There are a number of Holocaust-related programmes on this week, leading up to Holocaust Memorial Day on Friday. This one focused on the mass shootings carried out by the Einsatzgruppen as Nazi troops advanced into the Soviet Union, and the complicity of many local people in those massacres. It made for chilling viewing.
It included aerial photographs and film shot by the Nazis, and records showing the numbers of people killed in each mass shooting. Many of the graves have never been found, but an American team’s working on locating them, using radio wave and imaging technology as well as the film and photos. We saw some of their work.
The programme followed the route of one of the four teams of Einsatzgruppen. So many burial sites, some of them very close to town and village centres, exist, and the numbers killed are so high, that one team of Einsatzgruppen couldn’t have rounded up and killed them all. It’s known that some local people were complicit in the killings. Presenter James Bulgin spoke to a woman whose relatives were killed by fellow Lithuanians from their own town. Local people could also be seen on the photos, watching – as James said, as if it were some sort of spectator sport.
James spoke to a 97-year-old lady who witnessed one of the massacres: it took place in a field next to her home, in a town where 80% of the population was Jewish. We heard how local people forced the Jewish population to the killing site, and Lithuanian policemen then carried out the shootings. The locals then looted the homes of the murdered.

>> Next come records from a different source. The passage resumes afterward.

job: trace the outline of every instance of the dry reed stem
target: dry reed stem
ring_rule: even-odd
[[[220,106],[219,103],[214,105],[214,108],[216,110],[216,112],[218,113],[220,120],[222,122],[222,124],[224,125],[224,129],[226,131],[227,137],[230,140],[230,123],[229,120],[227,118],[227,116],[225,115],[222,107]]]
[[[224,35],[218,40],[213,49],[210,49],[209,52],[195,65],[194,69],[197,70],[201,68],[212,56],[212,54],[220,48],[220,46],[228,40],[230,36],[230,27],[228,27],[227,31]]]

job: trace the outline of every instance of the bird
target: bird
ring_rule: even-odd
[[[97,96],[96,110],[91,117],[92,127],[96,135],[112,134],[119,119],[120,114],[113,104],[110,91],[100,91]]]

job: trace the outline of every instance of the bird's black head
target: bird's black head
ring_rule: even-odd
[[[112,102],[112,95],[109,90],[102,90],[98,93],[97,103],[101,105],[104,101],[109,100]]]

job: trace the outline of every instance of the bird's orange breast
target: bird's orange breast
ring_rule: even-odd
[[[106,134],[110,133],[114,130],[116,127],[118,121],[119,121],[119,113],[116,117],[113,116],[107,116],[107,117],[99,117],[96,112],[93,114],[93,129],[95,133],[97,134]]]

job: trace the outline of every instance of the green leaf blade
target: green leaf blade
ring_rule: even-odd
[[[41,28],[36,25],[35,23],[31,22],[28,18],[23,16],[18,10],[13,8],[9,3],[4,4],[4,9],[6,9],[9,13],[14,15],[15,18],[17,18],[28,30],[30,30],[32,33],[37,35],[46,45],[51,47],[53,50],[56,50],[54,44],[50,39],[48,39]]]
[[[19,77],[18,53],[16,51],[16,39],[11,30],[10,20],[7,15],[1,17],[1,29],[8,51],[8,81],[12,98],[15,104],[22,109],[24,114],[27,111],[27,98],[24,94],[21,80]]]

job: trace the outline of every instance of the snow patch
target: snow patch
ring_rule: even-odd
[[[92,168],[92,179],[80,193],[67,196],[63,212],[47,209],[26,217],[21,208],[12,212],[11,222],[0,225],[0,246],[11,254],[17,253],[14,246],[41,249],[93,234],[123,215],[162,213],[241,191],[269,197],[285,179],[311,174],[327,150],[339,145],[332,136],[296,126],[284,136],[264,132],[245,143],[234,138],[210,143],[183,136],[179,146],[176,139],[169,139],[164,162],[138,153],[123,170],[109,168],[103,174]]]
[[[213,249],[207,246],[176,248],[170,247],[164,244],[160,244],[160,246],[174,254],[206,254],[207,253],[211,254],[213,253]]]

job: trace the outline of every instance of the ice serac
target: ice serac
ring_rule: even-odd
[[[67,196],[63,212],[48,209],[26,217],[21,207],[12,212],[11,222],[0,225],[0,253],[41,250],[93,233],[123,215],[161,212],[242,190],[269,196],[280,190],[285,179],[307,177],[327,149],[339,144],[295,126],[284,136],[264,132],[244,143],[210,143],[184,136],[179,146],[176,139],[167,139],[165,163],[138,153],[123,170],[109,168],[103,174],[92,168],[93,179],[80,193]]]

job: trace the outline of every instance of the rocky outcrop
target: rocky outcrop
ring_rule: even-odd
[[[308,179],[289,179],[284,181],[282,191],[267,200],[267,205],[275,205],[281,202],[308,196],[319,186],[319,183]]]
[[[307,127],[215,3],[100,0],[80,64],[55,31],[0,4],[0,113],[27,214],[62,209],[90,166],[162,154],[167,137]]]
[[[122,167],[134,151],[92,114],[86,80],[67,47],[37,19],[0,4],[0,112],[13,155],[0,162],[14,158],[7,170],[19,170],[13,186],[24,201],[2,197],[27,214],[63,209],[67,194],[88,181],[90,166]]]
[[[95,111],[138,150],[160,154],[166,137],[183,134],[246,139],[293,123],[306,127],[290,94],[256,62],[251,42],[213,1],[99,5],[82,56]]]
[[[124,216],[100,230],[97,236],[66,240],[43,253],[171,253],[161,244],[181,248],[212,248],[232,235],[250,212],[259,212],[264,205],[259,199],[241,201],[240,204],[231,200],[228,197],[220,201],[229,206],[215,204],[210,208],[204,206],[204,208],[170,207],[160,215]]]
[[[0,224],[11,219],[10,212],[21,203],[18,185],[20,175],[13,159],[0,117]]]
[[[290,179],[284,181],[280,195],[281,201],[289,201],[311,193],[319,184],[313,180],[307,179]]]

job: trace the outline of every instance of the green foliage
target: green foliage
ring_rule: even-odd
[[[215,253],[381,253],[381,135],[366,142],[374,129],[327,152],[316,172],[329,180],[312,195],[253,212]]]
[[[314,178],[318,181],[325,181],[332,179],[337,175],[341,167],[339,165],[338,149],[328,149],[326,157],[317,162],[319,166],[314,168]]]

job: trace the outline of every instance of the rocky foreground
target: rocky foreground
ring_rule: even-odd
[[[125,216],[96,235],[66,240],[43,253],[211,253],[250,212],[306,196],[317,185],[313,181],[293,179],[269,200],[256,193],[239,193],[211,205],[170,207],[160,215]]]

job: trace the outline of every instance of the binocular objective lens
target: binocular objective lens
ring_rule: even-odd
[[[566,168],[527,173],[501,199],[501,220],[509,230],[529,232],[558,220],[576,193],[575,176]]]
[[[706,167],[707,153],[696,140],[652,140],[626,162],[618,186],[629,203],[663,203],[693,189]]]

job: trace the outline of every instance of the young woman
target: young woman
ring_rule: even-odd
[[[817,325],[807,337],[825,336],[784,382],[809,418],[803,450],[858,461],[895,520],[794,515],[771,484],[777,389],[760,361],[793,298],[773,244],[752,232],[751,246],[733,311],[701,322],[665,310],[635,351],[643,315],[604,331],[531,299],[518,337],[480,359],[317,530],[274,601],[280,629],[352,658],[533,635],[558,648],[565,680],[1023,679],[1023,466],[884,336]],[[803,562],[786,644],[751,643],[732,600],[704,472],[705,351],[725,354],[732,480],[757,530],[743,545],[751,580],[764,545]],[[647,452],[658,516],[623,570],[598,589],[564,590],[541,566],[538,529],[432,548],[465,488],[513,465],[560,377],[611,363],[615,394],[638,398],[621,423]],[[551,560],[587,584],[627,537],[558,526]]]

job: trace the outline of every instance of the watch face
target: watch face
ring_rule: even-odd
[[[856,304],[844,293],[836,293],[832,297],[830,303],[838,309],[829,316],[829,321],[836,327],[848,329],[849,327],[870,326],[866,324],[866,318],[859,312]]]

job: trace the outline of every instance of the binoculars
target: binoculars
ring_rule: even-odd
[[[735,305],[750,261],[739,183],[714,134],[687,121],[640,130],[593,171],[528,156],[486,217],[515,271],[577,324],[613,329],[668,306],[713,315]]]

I think the idea of the programme was partly a reminder that the Holocaust didn’t begin with organised death camps, and partly a reminder that many local people participated in the massacres. A Lithuanian author spoke of the abuse she’s received since publishing a book on the subject.
It wasn’t just Lithuania: it was Latvia and Ukraine as well. I’ve been to Babyn Yar, or Babi Yar to use the more familiar Russian name. There’s a memorial there now, but there wasn’t then. The programme showed a filmed account given by a survivor. It’s the best known of the massacres, but it was only one of many.
James explained that, until late 1941, there’d been no programme of mass shootings in Poland. And that there was concern about the mental health of the soldiers carrying out the shootings. He then met a team working to uncover burial trenches in Poland where people were forced into pits and covered with boiling quicklime. As he said, the idea of a Final Solution had been formulated but they were testing different methods of killing.
They eventually, of course, concluded that the answer was gas chambers – first used in 1939, on disabled people. And so the death camps were set up.
This was truly horrible. It can’t be very nice for the teams working to find the mass graves, but they’re doing a job which they feel is very important. And, as James concluded, what happened wouldn’t have been possible without collaborators. All in all, an interesting but chilling hour’s TV.
One thought on “How the Holocaust Began – BBC 2”
Lots and lots of collaborators, I’m afraid. However, if you go by all the novels written about the time, you might get a very different – and thereby wholly inaccurate – idea.